Things that I will miss desperately about teaching in Thailand 

  1. Respect
  2. Adequate planning time
  3. Free delish lunch
  4. Valuing extra curricular
  5. A “family like” community of teachers and a group office
  6. Personal Teacher-student relationships
  7. Compliments
  8. Freedom of choice for curriculum (minimal standardized tests)
  9. Gratitude
  10. Laughter

Things I actually miss desperately about Thailand

  1. Friendly Strangers & Smiles
  2. A deep sense of value and gratitude
  3. SUNSHINE
  4. The food- especially Som Tam and Tom Kha Gai
  5. MY STUDENTS & MY JOB
  6. Simplicity
  7. Surprises
  8. All of my friends/coworkers
  9. Adventure around every corner
  10. Mai Pen Rai attitudes

Things I appreciate about America

  1. Familiar faces
  2. Quality time with family & friends
  3. My doggie/other doggies I can actually PET!
  4. The emphasis of HEALTH, NUTRITION & EXERCISE
  5. Having a car and a kitchen
  6. Good wine & coffee
  7. CLEANLINESS
  8. Customer Service
  9. Good music
  10. Comfortable beds

A few months before I left Thailand I jotted down a list of things that I believed I would miss the most about teaching there.

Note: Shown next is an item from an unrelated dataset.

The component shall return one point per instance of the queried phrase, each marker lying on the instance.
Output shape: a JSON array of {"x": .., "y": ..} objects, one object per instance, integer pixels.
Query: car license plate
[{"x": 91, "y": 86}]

After being home in America for nearly two months I wrote a list of what I actually miss, not just about teaching there but about living there in general. I miss it every single day.

That doesn’t mean that I haven’t thoroughly enjoyed my time home in America. I am grateful for the luxuries of home and I am astonished by how much our country truly has at its fingertips. I am beyond grateful for the quality time I have spent with people who I love sharing stories, meals, dance parties, copious amounts of wine and more than a few laughs. I love sharing about my journey, my life, and the magical slice of South East Asia that captivated my soul and stretched me to my limits both in positive and negative respects. Many people I talk to have preconceived notions about what it would be like to live there and I never hesitate to prove them wrong.

I came home at by far my favorite time of year, Thanksgiving, Christmas and New Years. Now the rose colored holiday glasses are rapidly being clouded with SNOW. It’s -8 degrees right now. That just sounds like a sick joke. The temporary high of being back in America is wearing off and reality is setting in. Just like moving to Thailand, there is definitely a “vacation” period filled with adrenaline, reunions, and FUN and then you come to terms with the fact that you actually need to adjust to life here.